Final and binding nature of the award or decision

An arbitration award will be final and binding on the parties and will not be subject to appeal unless the parties agree otherwise. Apart from appeals, a party to arbitration proceedings may apply to have an award set aside in the limited circumstances set out by legislation or the rules governing the arbitration.

Expert determination on the other hand is not subject to an appeal and may only be set aside in the limited circumstances set out in the contract or under common law (such as where the expert’s determination was manifestly unjust, or where the expert materially departed from his mandate).


Arbitral awards are capable of enforcement in a similar way to a Court judgment within South Africa and are also capable of enforcement internationally in certain circumstances. South Africa is a contracting state to the New York Convention on the Recognition and Enforcement of Foreign Arbitral Awards 1958 and an arbitral award issued in South Africa will be thus be enforceable in the jurisdiction of other contracting states, and vice versa.

Unless otherwise agreed, the expert’s determination will be contractually binding, and can be enforced in the same manner as any other contractual term (e.g. by a claim for specific performance, damages and/or termination).

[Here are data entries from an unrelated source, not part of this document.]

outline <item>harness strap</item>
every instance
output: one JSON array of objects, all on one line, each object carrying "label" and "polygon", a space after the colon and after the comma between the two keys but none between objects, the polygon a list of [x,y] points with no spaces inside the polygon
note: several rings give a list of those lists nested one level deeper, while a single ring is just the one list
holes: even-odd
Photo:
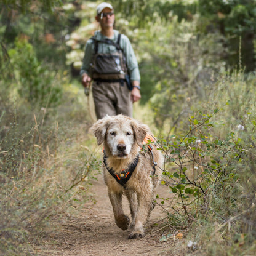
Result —
[{"label": "harness strap", "polygon": [[[144,138],[144,140],[143,142],[143,144],[147,144],[148,143],[148,141],[151,141],[151,142],[154,142],[154,138],[150,135],[150,134],[147,134],[146,135],[146,137]],[[148,145],[148,150],[150,151],[150,153],[151,153],[151,156],[152,156],[152,162],[153,162],[153,166],[152,166],[152,168],[153,168],[153,171],[152,171],[152,175],[154,175],[154,174],[156,174],[156,166],[158,165],[158,163],[154,161],[154,155],[153,154],[153,151],[152,151],[152,149],[153,149],[153,146],[149,144]]]},{"label": "harness strap", "polygon": [[124,188],[126,188],[126,184],[130,179],[130,177],[132,176],[134,170],[135,169],[136,166],[138,162],[139,159],[139,154],[136,156],[133,162],[130,164],[128,167],[127,170],[122,170],[122,172],[119,174],[116,174],[112,168],[109,169],[106,164],[106,159],[107,157],[104,152],[104,157],[103,157],[103,162],[106,166],[106,169],[108,170],[108,172],[114,178],[114,179],[118,182],[119,184],[122,186]]}]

In arbitration, unless the parties agree otherwise, the arbitrator will have jurisdiction to allocate the parties’ costs.

An expert, however, has no power to award costs unless his instructions or the terms of the contract provide for it. The contract may provide that the parties share the cost of the expert’s appointment, or that the expert will have the authority to make a determination as to costs. There is however no means for a court to tax the costs.

An important difference between arbitration and expert determination is the cost; arbitration will generally be far more expensive than expert determination.


The length of an arbitration depends on the issues in dispute and the scope and nature of the evidence being adduced. It is not uncommon for arbitrations to last between 12 and 24 months.

Expert determination is likely to provide a far quicker alternative to arbitration, and could be concluded within a matter of days, weeks or months, depending on the issues in dispute and the parties’ willingness to cooperate with the expert in providing needed information and/or documentation.


Where befitting, based on the nature of the dispute and the factors outlined above, expert determination can be a practical, informal and inexpensive way of resolving disputes.

However, it is not always prudent to refer a dispute to expert determination, especially where the dispute involves a dispute of facts or a complex set of facts, or where its resolution will require the submission of extensive evidence and/or oral testimony. Expert determination is also not appropriate for disputes relating to a breach of contract or differences in interpretation.

It is therefore common for contracting parties to refer only a limited number of issues to expert determination, and to refer all other commercial disputes arising under or in connection with the contract to another dispute resolution process (such as negotiation, mediation and arbitration).